A typical use case of having multiple profiles is when multiple hdfs are used and preset. In this case create a property file for each cluster and include their own authentication information in different profiles, for example hdfs1.properties
and hdfs2.properties
. Client code will be able to access them by specifying the profile name (file name), such as getFileSystemClient("hdfs1", <rootPath>)
from the FileSystemClientManager
.
For each local and hdfs filesystem client, it requires a root path to which the access to filesystem is limited. All access beyond this root dir will be denied. It is suggested to use the deepest directory that meets the need as the client root, in order to avoid the risk of modifying (or deleting) additional files by accident.
Filesystem profile properties
Property Name | Mandatory | Description | Default Value |
---|---|---|---|
fs.client.type | YES | The type of filesystem profile. Accepted values: local , hdfs . | |
hdfs.config.resources | NO | Path to hdfs resource files (e.g. core-site.xml, hdfs-site.xml) | Use Local hdfs |
hdfs.authentication.type | YES | hdfs authentication Accepted values: KERBEROS , NONE | |
hdfs.krb5.conf.path | YES if auth type set to KERBEROS | Path to the krb5 config file | |
hdfs.krb5.keytab.path | YES if auth type set to KERBEROS | Path to the kerberos keytab file | |
hdfs.krb5.principal | YES if auth type set to KERBEROS | Principal of kerberos authentication | |
fs.hdfs.impl.disable.cache | NO | Disable cache in hdfs. | false |
openLooKengFileSystemClient
The unified HetuFileSystemClient
sets the standard of filesystem access for:
- Method signatures
- Behaviors
- Exceptions
The ultimate goal of doing all these unification is to increase the reusability of code that needs to perform file operations on multiple filesystem.
Method signatures and behaviors
The methods follow the same signature as those in java.nio.file.spi.FileSystemProvider
and java.nio.file.Files
in order to maximize compatibility. There are also additional methods that are not available in java.nio
package to supply useful functionalities (e.g. deleteRecursively()
).
Exceptions
Similar to method signatures, exception patterns strictly follow the same as those produced in Files
. For other filesystems, the implementation translates exceptions to Java local java.nio.file.FileSystemException
which is most semantically equivalent.
This allows the client code to:
- handle
IOException
without worrying about the underlying filesystem. - decouple from extra dependencies, such as hadoop
Here are examples of exceptions that are translated from hdfs:
org.apache.hadoop.fs.FileAlreadyExistsException
->java.nio.file.FileAlreadyExistsException
org.apache.hadoop.fs.PathIsNotEmptyDirectoryException
->java.nio.file.DirectoryNotEmptyException
FileBasedLock
A FileBasedLock
utility is provided in io.prestosql.spi.filesystem
to be used together with HetuFileSystemClient
.
This lock is file-based, and follows “try-and-back-off-on-exception” pattern to serialize operations in concurrent scenarios.

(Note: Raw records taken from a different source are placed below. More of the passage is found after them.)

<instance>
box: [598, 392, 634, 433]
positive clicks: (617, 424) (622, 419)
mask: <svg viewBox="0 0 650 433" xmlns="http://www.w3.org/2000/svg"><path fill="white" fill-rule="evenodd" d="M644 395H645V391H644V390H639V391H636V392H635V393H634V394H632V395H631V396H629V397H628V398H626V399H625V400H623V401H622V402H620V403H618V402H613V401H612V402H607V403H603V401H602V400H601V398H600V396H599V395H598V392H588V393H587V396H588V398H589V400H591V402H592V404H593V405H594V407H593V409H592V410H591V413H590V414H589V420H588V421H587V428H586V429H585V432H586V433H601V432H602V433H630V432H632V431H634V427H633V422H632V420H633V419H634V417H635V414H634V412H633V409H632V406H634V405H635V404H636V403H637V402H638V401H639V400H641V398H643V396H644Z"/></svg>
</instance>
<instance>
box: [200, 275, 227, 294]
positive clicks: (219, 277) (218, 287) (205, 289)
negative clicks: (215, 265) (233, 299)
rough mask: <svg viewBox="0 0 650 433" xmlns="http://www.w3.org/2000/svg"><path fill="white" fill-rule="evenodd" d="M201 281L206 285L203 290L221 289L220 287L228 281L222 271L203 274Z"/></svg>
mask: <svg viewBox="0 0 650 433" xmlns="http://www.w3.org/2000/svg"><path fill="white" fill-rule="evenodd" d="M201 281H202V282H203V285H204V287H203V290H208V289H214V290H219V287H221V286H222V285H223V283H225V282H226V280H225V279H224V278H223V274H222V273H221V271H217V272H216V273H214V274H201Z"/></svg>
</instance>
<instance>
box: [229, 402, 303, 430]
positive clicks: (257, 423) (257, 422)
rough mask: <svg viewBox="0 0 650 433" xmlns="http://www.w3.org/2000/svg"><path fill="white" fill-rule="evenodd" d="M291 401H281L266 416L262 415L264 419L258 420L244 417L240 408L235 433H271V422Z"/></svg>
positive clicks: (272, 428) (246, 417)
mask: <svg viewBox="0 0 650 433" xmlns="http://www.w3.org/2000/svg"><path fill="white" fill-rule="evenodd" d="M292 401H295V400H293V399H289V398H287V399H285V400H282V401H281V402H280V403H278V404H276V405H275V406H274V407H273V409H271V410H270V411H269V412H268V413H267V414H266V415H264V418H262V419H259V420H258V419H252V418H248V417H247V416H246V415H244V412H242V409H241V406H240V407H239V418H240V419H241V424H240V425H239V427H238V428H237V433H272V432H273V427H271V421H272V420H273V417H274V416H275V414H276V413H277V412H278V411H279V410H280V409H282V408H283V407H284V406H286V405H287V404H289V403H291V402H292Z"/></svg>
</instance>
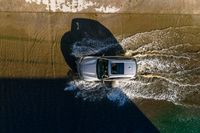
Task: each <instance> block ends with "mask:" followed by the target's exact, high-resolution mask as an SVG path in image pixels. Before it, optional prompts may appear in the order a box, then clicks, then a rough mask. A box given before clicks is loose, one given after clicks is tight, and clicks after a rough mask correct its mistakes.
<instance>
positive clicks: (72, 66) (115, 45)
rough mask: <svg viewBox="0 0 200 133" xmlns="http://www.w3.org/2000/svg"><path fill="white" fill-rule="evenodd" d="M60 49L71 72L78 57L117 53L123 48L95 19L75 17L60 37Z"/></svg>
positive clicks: (73, 70)
mask: <svg viewBox="0 0 200 133" xmlns="http://www.w3.org/2000/svg"><path fill="white" fill-rule="evenodd" d="M61 51H62V54H63V57H64V58H65V61H66V63H67V64H68V66H69V67H70V68H71V70H72V71H73V72H75V73H76V72H77V70H76V60H77V58H79V57H82V56H87V55H93V56H102V55H109V56H112V55H113V56H114V55H119V54H123V53H124V51H123V48H122V47H121V45H120V44H119V43H118V41H117V40H116V38H115V37H114V36H113V34H112V33H111V32H110V31H109V30H108V29H107V28H106V27H105V26H103V25H102V24H101V23H99V22H98V21H96V20H91V19H86V18H75V19H73V20H72V23H71V31H67V32H66V33H65V34H64V35H63V36H62V38H61Z"/></svg>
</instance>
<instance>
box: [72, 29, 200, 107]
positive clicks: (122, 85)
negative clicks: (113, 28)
mask: <svg viewBox="0 0 200 133" xmlns="http://www.w3.org/2000/svg"><path fill="white" fill-rule="evenodd" d="M84 41H88V40H84ZM86 43H87V44H88V45H81V44H84V43H81V44H79V42H77V43H76V45H74V47H73V50H72V51H73V52H72V53H73V54H74V55H75V56H78V57H79V56H83V55H84V54H86V53H84V52H85V51H87V52H88V53H89V54H95V53H98V52H99V51H102V49H104V50H105V49H110V48H114V47H115V46H116V45H115V44H112V43H109V45H107V42H103V43H102V42H99V41H97V40H96V41H95V40H89V42H86ZM90 44H91V45H90ZM121 45H122V47H123V48H124V50H125V56H129V57H134V58H135V59H136V60H137V63H138V76H137V78H136V79H135V80H130V81H123V80H121V81H116V82H114V83H113V85H112V87H111V88H108V87H105V86H104V85H103V84H102V83H96V82H84V81H75V86H77V87H78V88H79V89H80V91H79V92H78V93H77V97H82V98H83V99H85V100H87V99H90V100H91V101H95V100H98V99H102V98H105V97H107V98H108V99H110V100H111V101H116V102H117V101H118V104H119V105H123V104H124V103H125V102H124V101H126V100H124V99H126V98H125V97H127V96H128V98H130V99H134V98H145V99H155V100H166V101H170V102H173V103H175V104H180V105H184V106H186V105H189V106H198V107H200V60H199V59H200V27H196V26H192V27H178V28H173V27H171V28H167V29H163V30H154V31H151V32H144V33H138V34H135V35H132V36H130V37H127V38H125V39H123V40H122V41H121ZM104 50H103V51H104ZM117 90H121V92H123V93H118V92H117ZM122 94H123V95H122ZM119 101H120V102H119Z"/></svg>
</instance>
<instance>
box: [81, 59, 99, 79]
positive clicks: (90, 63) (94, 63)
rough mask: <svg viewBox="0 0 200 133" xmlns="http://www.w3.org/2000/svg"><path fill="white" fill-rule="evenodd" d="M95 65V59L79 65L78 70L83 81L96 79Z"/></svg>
mask: <svg viewBox="0 0 200 133" xmlns="http://www.w3.org/2000/svg"><path fill="white" fill-rule="evenodd" d="M96 64H97V59H85V60H84V61H83V62H82V63H81V68H80V69H81V72H82V76H83V78H84V79H86V80H90V79H91V80H94V79H97V71H96Z"/></svg>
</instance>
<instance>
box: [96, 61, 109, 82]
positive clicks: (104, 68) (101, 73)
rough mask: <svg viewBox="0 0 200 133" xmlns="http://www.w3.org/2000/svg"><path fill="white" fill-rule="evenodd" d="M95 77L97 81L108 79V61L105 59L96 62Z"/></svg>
mask: <svg viewBox="0 0 200 133" xmlns="http://www.w3.org/2000/svg"><path fill="white" fill-rule="evenodd" d="M97 77H98V78H99V79H103V78H106V77H108V60H105V59H98V60H97Z"/></svg>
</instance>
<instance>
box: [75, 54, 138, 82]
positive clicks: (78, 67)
mask: <svg viewBox="0 0 200 133" xmlns="http://www.w3.org/2000/svg"><path fill="white" fill-rule="evenodd" d="M77 71H78V75H79V77H80V78H81V79H83V80H86V81H113V80H119V79H134V78H135V77H136V74H137V62H136V60H135V59H133V58H127V57H123V56H101V57H99V56H86V57H82V58H80V59H79V60H78V61H77Z"/></svg>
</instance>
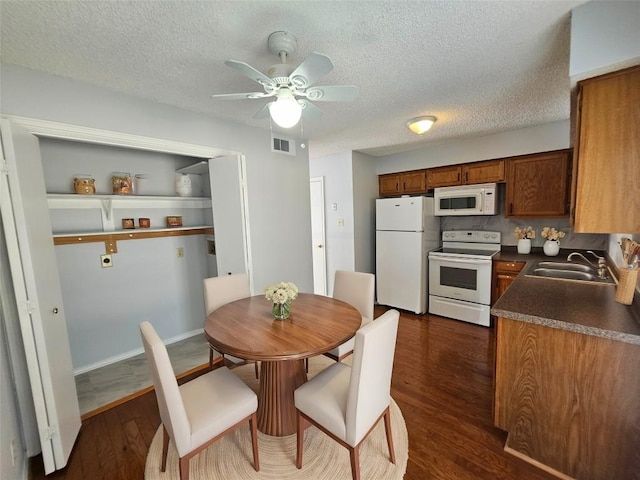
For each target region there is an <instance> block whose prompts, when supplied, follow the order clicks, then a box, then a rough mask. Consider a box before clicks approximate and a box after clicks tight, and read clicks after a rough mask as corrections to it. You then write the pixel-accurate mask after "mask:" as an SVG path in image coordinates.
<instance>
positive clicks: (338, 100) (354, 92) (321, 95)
mask: <svg viewBox="0 0 640 480" xmlns="http://www.w3.org/2000/svg"><path fill="white" fill-rule="evenodd" d="M305 96H306V97H307V98H308V99H309V100H313V101H314V102H350V101H351V100H354V99H355V98H356V97H357V96H358V89H357V88H356V87H355V86H354V85H333V86H329V87H311V88H309V89H307V91H306V92H305Z"/></svg>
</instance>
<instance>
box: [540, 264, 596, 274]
mask: <svg viewBox="0 0 640 480" xmlns="http://www.w3.org/2000/svg"><path fill="white" fill-rule="evenodd" d="M536 268H549V269H553V270H573V271H575V272H588V273H593V268H591V267H590V266H588V265H580V264H579V263H571V262H538V265H536Z"/></svg>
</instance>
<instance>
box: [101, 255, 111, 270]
mask: <svg viewBox="0 0 640 480" xmlns="http://www.w3.org/2000/svg"><path fill="white" fill-rule="evenodd" d="M100 264H101V265H102V268H110V267H113V261H112V259H111V254H109V253H107V254H105V255H100Z"/></svg>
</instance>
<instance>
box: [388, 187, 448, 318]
mask: <svg viewBox="0 0 640 480" xmlns="http://www.w3.org/2000/svg"><path fill="white" fill-rule="evenodd" d="M439 244H440V218H439V217H434V216H433V198H430V197H401V198H378V199H376V294H377V295H376V296H377V301H378V303H379V304H380V305H387V306H390V307H395V308H400V309H403V310H408V311H411V312H414V313H417V314H422V313H426V312H427V310H428V304H427V302H428V298H429V286H428V284H427V282H428V278H429V274H428V269H427V257H428V252H429V251H430V250H433V249H435V248H437V247H438V246H439Z"/></svg>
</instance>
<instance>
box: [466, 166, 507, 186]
mask: <svg viewBox="0 0 640 480" xmlns="http://www.w3.org/2000/svg"><path fill="white" fill-rule="evenodd" d="M497 182H504V160H488V161H486V162H475V163H468V164H466V165H462V183H463V184H465V185H467V184H474V183H497Z"/></svg>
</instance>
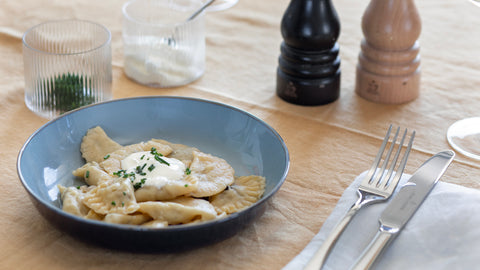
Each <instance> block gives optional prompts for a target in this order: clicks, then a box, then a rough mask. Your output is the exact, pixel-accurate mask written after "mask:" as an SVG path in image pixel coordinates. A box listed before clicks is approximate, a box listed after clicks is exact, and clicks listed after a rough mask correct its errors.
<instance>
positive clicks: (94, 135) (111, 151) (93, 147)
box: [80, 127, 122, 163]
mask: <svg viewBox="0 0 480 270" xmlns="http://www.w3.org/2000/svg"><path fill="white" fill-rule="evenodd" d="M120 148H122V146H121V145H120V144H118V143H116V142H115V141H114V140H112V139H110V138H109V137H108V136H107V134H106V133H105V131H104V130H103V129H102V128H101V127H95V128H92V129H89V130H88V131H87V134H86V135H85V136H84V137H83V139H82V144H81V145H80V152H82V157H83V158H84V159H85V160H86V161H87V162H91V161H95V162H97V163H100V162H102V161H103V159H104V157H105V156H106V155H107V154H108V153H112V152H114V151H116V150H118V149H120Z"/></svg>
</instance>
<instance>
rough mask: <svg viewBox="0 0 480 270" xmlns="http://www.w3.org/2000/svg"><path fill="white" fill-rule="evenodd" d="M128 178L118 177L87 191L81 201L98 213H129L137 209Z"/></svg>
mask: <svg viewBox="0 0 480 270" xmlns="http://www.w3.org/2000/svg"><path fill="white" fill-rule="evenodd" d="M133 192H134V191H133V187H132V184H131V182H130V179H123V178H118V179H117V180H114V181H112V182H107V183H102V184H100V185H98V186H96V187H95V188H93V189H92V190H90V191H88V192H87V193H86V194H85V196H84V199H83V203H84V204H85V205H86V206H88V207H89V208H90V209H92V210H93V211H95V212H96V213H98V214H102V215H106V214H108V213H119V214H131V213H133V212H135V211H137V209H138V207H139V206H138V204H137V201H136V200H135V195H134V193H133Z"/></svg>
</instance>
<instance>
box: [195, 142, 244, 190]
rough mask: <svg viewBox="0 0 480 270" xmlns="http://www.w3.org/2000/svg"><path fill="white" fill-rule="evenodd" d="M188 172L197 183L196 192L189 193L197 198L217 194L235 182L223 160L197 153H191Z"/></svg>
mask: <svg viewBox="0 0 480 270" xmlns="http://www.w3.org/2000/svg"><path fill="white" fill-rule="evenodd" d="M190 171H191V176H193V177H195V178H197V181H198V188H197V190H196V191H194V192H192V193H191V195H192V196H193V197H197V198H202V197H209V196H213V195H215V194H218V193H220V192H222V191H223V190H225V188H226V187H227V186H229V185H231V184H232V183H233V181H234V180H235V178H234V174H235V171H234V170H233V168H232V166H230V165H229V164H228V163H227V162H226V161H225V160H224V159H221V158H219V157H215V156H212V155H209V154H205V153H202V152H198V151H194V152H193V160H192V164H191V165H190Z"/></svg>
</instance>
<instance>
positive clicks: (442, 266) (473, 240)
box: [283, 171, 480, 270]
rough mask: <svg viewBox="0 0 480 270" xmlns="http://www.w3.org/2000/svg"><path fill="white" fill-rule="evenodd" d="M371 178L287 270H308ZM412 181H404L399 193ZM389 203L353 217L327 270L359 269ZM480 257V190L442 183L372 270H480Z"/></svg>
mask: <svg viewBox="0 0 480 270" xmlns="http://www.w3.org/2000/svg"><path fill="white" fill-rule="evenodd" d="M366 173H367V172H366V171H365V172H363V173H362V174H360V175H359V176H358V177H357V178H356V179H355V181H354V182H353V183H352V184H351V185H350V186H349V187H348V188H347V189H346V190H345V192H344V193H343V195H342V197H341V198H340V200H339V201H338V203H337V206H336V207H335V209H334V210H333V212H332V214H331V215H330V216H329V217H328V218H327V220H326V221H325V223H324V225H323V226H322V228H321V229H320V231H319V233H318V234H317V235H316V236H315V237H314V238H313V239H312V241H311V242H310V243H309V244H308V245H307V246H306V247H305V249H304V250H303V251H302V252H301V253H300V254H298V255H297V256H296V257H295V258H294V259H293V260H292V261H290V263H288V264H287V265H286V266H285V267H284V268H283V269H284V270H298V269H303V267H304V266H305V265H306V264H307V262H308V261H309V259H310V258H311V256H313V254H314V253H315V251H316V250H317V249H318V248H319V247H320V245H321V244H322V242H323V241H324V240H325V238H326V237H327V235H328V234H329V233H330V231H331V230H332V229H333V227H334V226H335V225H336V224H337V222H338V221H339V220H340V219H341V218H342V217H343V215H344V214H345V213H346V212H347V210H348V209H349V208H350V206H351V205H352V204H353V203H354V202H355V201H356V200H357V194H356V190H357V187H358V186H359V185H360V182H361V181H362V179H363V177H364V176H365V174H366ZM410 177H411V175H406V174H405V175H403V176H402V179H401V180H400V183H399V187H400V186H402V185H403V184H405V183H406V182H407V181H408V179H409V178H410ZM398 189H399V188H397V191H398ZM395 194H396V193H394V195H393V196H395ZM388 202H389V201H387V202H386V203H378V204H372V205H370V206H367V207H365V208H363V209H361V210H360V211H359V212H358V213H357V214H356V216H354V217H353V219H352V220H351V222H350V224H349V225H348V226H347V228H346V229H345V231H344V232H343V234H342V235H341V236H340V238H339V239H338V241H337V243H336V245H335V247H334V248H333V249H332V251H331V253H330V255H329V257H328V259H327V261H326V262H325V265H324V267H323V269H328V270H342V269H349V268H350V267H351V266H352V265H353V264H354V262H355V261H356V259H357V258H358V257H359V256H360V254H361V253H362V252H363V250H364V249H365V248H366V247H367V245H368V244H369V242H370V241H371V240H372V239H373V237H374V236H375V233H376V232H377V230H378V228H379V223H378V217H379V216H380V214H381V213H382V211H383V209H384V208H385V207H386V206H387V205H388ZM479 256H480V190H476V189H471V188H466V187H463V186H458V185H454V184H450V183H445V182H441V181H439V182H438V183H437V185H436V186H435V187H434V188H433V190H432V191H431V193H430V194H429V195H428V197H427V198H426V199H425V201H424V202H423V204H422V205H421V206H420V208H419V209H418V210H417V211H416V213H415V214H414V216H413V217H412V218H411V219H410V221H409V222H408V223H407V224H406V225H405V227H404V228H403V230H402V231H401V232H400V233H399V234H398V236H397V237H396V238H395V239H394V240H393V242H391V244H390V245H389V246H388V247H387V248H386V250H385V252H384V253H382V254H381V256H380V257H379V258H378V259H377V260H376V262H375V264H374V265H373V267H372V269H390V270H395V269H402V270H404V269H422V270H429V269H435V270H438V269H449V270H452V269H462V270H463V269H478V267H479V265H480V257H479Z"/></svg>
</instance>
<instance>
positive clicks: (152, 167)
mask: <svg viewBox="0 0 480 270" xmlns="http://www.w3.org/2000/svg"><path fill="white" fill-rule="evenodd" d="M154 169H155V165H153V164H152V165H150V166H149V167H148V171H149V172H151V171H153V170H154Z"/></svg>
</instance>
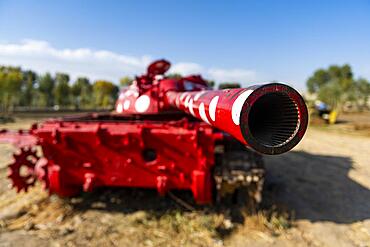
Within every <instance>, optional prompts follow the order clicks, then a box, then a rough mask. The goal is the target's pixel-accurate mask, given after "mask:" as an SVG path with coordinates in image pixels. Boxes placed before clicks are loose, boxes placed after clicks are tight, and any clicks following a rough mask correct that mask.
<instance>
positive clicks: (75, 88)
mask: <svg viewBox="0 0 370 247" xmlns="http://www.w3.org/2000/svg"><path fill="white" fill-rule="evenodd" d="M71 92H72V97H73V105H74V107H75V108H76V109H79V108H89V107H90V106H91V104H92V85H91V84H90V81H89V79H87V78H85V77H79V78H77V80H76V81H75V82H74V84H73V85H72V87H71Z"/></svg>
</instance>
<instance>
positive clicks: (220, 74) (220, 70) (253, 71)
mask: <svg viewBox="0 0 370 247" xmlns="http://www.w3.org/2000/svg"><path fill="white" fill-rule="evenodd" d="M208 74H209V75H210V77H211V78H213V79H215V80H217V81H226V82H241V83H246V82H251V81H254V80H256V72H255V71H253V70H246V69H216V68H215V69H209V70H208Z"/></svg>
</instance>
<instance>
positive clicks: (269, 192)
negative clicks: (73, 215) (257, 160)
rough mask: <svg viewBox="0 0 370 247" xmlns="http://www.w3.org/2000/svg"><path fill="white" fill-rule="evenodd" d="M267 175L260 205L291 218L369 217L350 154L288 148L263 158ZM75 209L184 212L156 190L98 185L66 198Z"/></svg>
mask: <svg viewBox="0 0 370 247" xmlns="http://www.w3.org/2000/svg"><path fill="white" fill-rule="evenodd" d="M265 163H266V170H267V177H266V186H265V191H264V202H263V204H262V208H263V209H267V210H269V209H270V208H271V207H273V205H278V207H282V208H286V209H287V210H289V211H292V212H294V218H295V219H307V220H310V221H314V222H315V221H332V222H335V223H353V222H356V221H361V220H365V219H369V218H370V190H369V189H367V188H365V187H363V186H362V185H360V184H358V183H357V182H355V181H353V180H352V179H351V178H350V177H348V172H349V170H350V169H351V168H352V160H351V159H350V158H348V157H338V156H322V155H314V154H310V153H307V152H300V151H292V152H289V153H286V154H283V155H278V156H266V157H265ZM174 194H175V195H176V196H178V197H179V198H181V199H182V200H183V201H185V202H187V203H189V204H190V205H191V206H193V207H194V208H196V210H202V211H203V212H206V213H207V212H213V213H214V212H217V213H225V214H230V211H231V216H232V217H233V219H234V220H235V221H236V222H242V219H240V217H241V215H242V214H241V213H240V212H238V210H239V208H238V207H231V206H229V205H221V206H220V205H218V206H207V207H204V206H203V207H200V206H196V205H195V203H194V201H193V199H192V196H191V193H190V192H183V191H175V192H174ZM70 202H71V204H72V205H73V207H74V209H75V210H82V211H84V210H87V209H97V210H107V211H114V212H121V213H132V212H136V211H139V210H145V211H148V212H151V213H152V214H153V215H156V216H158V217H160V216H161V215H163V214H165V213H167V212H169V211H172V210H176V211H187V209H185V208H184V207H183V206H181V205H180V204H178V203H176V202H175V201H174V200H173V199H171V198H169V197H159V196H158V195H157V192H156V191H155V190H145V189H127V188H99V189H97V190H95V191H94V192H93V193H86V194H83V195H82V196H81V197H78V198H73V199H71V200H70Z"/></svg>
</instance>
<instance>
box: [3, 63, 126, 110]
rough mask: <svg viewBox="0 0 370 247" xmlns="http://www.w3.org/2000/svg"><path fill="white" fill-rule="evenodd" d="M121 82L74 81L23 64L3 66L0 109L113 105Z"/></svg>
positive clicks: (101, 106) (102, 108)
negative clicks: (34, 70)
mask: <svg viewBox="0 0 370 247" xmlns="http://www.w3.org/2000/svg"><path fill="white" fill-rule="evenodd" d="M118 90H119V88H118V86H116V85H115V84H114V83H112V82H110V81H106V80H96V81H94V82H91V81H90V80H89V79H88V78H86V77H78V78H77V79H76V80H74V81H71V79H70V76H69V75H68V74H66V73H56V74H55V75H52V74H50V73H46V74H42V75H38V74H37V73H36V72H34V71H32V70H22V69H21V68H20V67H13V66H0V110H1V111H3V112H7V111H9V110H12V109H14V108H15V107H33V108H48V107H56V108H59V109H92V108H94V109H110V108H112V107H113V106H114V103H115V101H116V98H117V94H118Z"/></svg>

The lock design has a two-step file based lock schema: .lockFile
to mark lock status and .lockInfo
to
record lock ownership:
Before a client obtains the lock, it first checks if a valid (non-expire)
.lockFile
exists.If not it tries to access the information stored in
.lockInfo
to see if the lock is held by itself, or try to write its uuid into the.lockInfo
file if a valid file does not exist.After all these it starts a background thread to keep updating
.lockFile
to inform others that the filesystem has been locked and renew it.If any of the check above indicates that the lock has been acquired by others, or any exception occurs during the process, the current process/thread gives up (back-off) locking and tries again in the next loop.